One is the DriveScale chassis which have over 100TB between them but needs more work to
integrate with the model. The other is to wire up the Apt half of the Dell storage box.
This would add a second server with 36TB. Requires running a 40Gb link from the Apt side
of the pod over to bighp1.
These are still the primary hardware solutions, with a couple of updates:
- DriveScale got bought up, so we don't have to worry about using their SW anymore! The JBOD is pretty basic I think, as is the controller node it connects with (just a PC running Linux), so we could probably just get it running with FreeNAS as a regular storage server.
- The "steal Apt's storage server" solution is more practical because we never put the Apt server back in operation after rebuilding the storage box. Right now it is just an oversized FreeNAS testing box.
- A cheaper and faster(?) to implement alternative to running a 40Gb fiber around the pod would be to just export the current Apt RAID volumes out the Cloudlab SATA ports. This leaves the second storage server with just its 1TB of fast local storage, which sould be enough for testing. It does limit the potential throughput we could get with two server with twice as much SATA and network BW.
- We could also consider populating more of the slots in the MD3260, we are using only 25 of the 60 bays. Dell certified drives from harddrivesdirect.com range from $235 (qty 1) to $181 (qty 10) each for 4TB models. 6TB models range from $218 to $202 though we would need to double check that they are compatible.

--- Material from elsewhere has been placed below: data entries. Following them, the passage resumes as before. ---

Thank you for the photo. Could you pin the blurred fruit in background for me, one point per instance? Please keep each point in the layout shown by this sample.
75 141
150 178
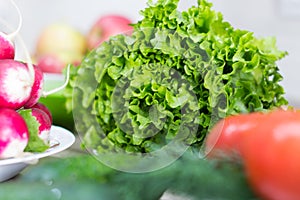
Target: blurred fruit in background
107 26
59 44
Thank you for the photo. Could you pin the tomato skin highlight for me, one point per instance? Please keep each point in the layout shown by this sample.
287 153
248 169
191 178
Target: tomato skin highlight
272 156
225 139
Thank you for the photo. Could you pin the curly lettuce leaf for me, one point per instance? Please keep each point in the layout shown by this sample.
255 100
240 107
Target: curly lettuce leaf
35 143
179 72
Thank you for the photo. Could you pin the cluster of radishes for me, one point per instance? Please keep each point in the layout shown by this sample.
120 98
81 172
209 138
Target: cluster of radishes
21 85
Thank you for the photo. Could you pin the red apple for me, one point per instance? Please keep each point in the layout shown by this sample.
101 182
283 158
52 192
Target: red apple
105 27
59 44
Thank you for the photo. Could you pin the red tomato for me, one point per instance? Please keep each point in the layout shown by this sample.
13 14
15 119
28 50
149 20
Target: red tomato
225 138
271 155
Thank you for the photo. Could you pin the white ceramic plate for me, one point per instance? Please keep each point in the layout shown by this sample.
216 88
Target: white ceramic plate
60 139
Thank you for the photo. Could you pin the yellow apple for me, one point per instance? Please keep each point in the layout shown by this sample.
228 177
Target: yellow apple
59 44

On the software side, I have discovered that the ZFS zvol volume size (-V when creating) is a space limit from the perspective of the user, and not a limit on how much space the zvol will consume. While knowing this at some level, I failed to appreciate just how much overhead ZFS can introduce on top of that, including metadata such as RAID parity, checksums, and fragmentation due to misalignment of various blocksizes. Apparently the recommendation for iSCSI on zvols is to not allocate more than 50% of the capacity. In our most extreme example, we have a 15TB dataset, which is using 21TB of disk space even though the overlayed Linux filesystem is only using 7TB. Potential improvements here:
- Use "thin" zvols. This really doesn't solve anything though, it just allows us to overbook storage and probably everyone will run out of space in a truly ugly way down the road.
- Turn on compression for the zvols. This is one way of implementing that "don't allocate the full disk capacity", but of course depends on the nature of the data and doesn't address the metadata overhead.
- Switch to using iSCSI volumes on top of ZFS filesystem files. This is what a number of people say you should do, as apparently it has fewer "misalignment" problems and performs better overall.
- Turn on the "discard" option when we create ext4 filesystems, so that they TRIM. This will help when the overlayed filesystem has a lot of free space.
- Use something other than ZFS? This would be a lot of work to implement at this point.